Twentieth-Century Britain: A Very Short Introduction (Very Short Introductions) by Kenneth O. Morgan
Author:Kenneth O. Morgan [Morgan, Kenneth O.]
Language: eng
Format: epub, pdf
Publisher: Oxford University Press
Published: 2000-08-09T16:00:00+00:00
Political Radicalism and Reconstruction
At all levels this feeling chimed in with a noticeable mood of political radicalism. Indeed, in the years 1940–5, Britain may be said to have moved more rapidly to the left than at any other period of its history. In government, Labour ministers of the Churchill administration loomed large on the home front. Bevin; Clement Attlee, the deputy prime minister; Herbert Morrison, the home secretary; Greenwood, Hugh Dalton, and others became familiar and trusted figures. They were talismans of the faith that post-war reconstruction would indeed be carried into effect. So, too, were reformist Conservative ministers such as Butler, author of the Education Act. Their outlook harmonized with the new orthodoxies of the planners, many of them Liberal theoreticians such as Keynes or Beveridge, or simply apolitical technocrats.

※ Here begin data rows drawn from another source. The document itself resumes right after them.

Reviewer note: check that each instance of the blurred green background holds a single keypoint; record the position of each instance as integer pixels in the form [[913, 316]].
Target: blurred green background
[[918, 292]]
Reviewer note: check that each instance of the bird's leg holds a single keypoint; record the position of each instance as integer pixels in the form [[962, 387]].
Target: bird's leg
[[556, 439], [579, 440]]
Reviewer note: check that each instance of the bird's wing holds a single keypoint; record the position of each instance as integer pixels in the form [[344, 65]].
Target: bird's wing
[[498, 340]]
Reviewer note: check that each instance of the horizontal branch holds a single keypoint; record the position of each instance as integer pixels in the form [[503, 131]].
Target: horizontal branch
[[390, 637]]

Beyond the confines of Westminster and Whitehall, it was clear that the public was becoming more radical - at least, it should have been clear, since this was documented in Gallup polls in the newspapers, though little attention was paid by contemporaries to these unfamiliar forms of sociological evidence, of transatlantic origin. In by-elections, there were several successes for the vaguely Christian socialist Common Wealth Party. There was the widespread public enthusiasm for the Red Army, newly popular after Stalingrad and the advance towards Berlin. Even in the armed forces, so it was murmured, left-wing or novel ideas were being bandied about in current affairs groups and discussion circles. Letters home from servicemen in the western desert or the Far East voiced the angry determination for a better deal in the post-war world.

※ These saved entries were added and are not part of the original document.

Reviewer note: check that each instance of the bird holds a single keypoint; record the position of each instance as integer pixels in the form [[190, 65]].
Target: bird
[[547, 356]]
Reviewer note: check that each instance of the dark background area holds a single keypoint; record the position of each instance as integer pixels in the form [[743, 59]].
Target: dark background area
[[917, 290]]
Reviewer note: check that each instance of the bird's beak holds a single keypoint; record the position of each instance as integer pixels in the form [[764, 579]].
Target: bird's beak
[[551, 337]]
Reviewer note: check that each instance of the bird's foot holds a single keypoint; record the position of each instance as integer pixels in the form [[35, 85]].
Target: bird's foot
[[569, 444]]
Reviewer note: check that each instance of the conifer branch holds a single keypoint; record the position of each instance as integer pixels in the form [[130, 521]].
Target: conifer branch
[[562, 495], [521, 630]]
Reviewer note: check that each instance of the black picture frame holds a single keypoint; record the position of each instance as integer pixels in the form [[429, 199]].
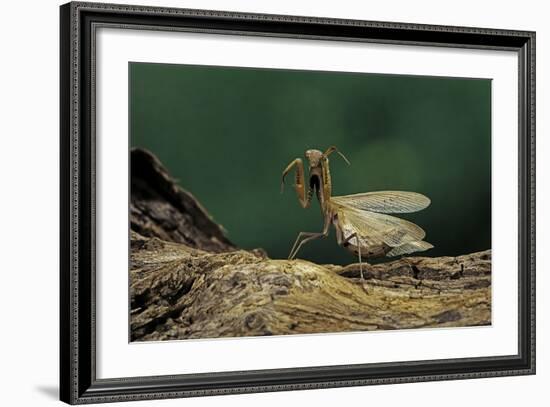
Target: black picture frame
[[78, 381]]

Reconstruction, then, was a far more coherent and deep-rooted concept as the war came to its close. In 1918, many of the blueprints had been poorly conceived and destined for rapid oblivion at the hands of the Treasury. This time it had been more plausibly a people’s war. The ideas were more precise and had both more democratic impetus and more intellectual ballast. The outcome was revealed with dramatic effect as soon as the war ended. The Churchill coalition broke up with unexpected suddenness in May 1945, a few days after the German surrender and with hostilities still continuing in the Far East against the Japanese. To Churchill’s dismay, the Labour Party’s national executive, voicing the wishes of the rank and file, insisted that Labour’s ministers leave the government. A general election was called for July.

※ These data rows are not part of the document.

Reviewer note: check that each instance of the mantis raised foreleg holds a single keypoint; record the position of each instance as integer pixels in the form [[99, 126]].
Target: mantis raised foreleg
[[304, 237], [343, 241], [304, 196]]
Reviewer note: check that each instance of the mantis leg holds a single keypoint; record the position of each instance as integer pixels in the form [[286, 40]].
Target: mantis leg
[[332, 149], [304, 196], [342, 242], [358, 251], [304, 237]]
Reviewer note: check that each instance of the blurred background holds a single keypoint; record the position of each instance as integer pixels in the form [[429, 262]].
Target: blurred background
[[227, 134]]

The ‘coupon election’ of 1918 had been an unreal exercise throughout. Even if not polluted by the hysterical ‘hang-the-Kaiser’ jingoism to the extent that Keynes had suggested, that element was undoubtedly present. A general patriotic exaltation made the campaign of November-December 1918 a poor guide to the public mood. In June-July 1945, however, the spirit was more sober and focused more precisely on housing and health, full employment, and industrial regeneration, on post-war social imperatives rather than on external or imperial themes. In this sense, the power and prestige of Churchill, the revered war leader, were an irrelevance, even an embarrassment to the Conservative Party.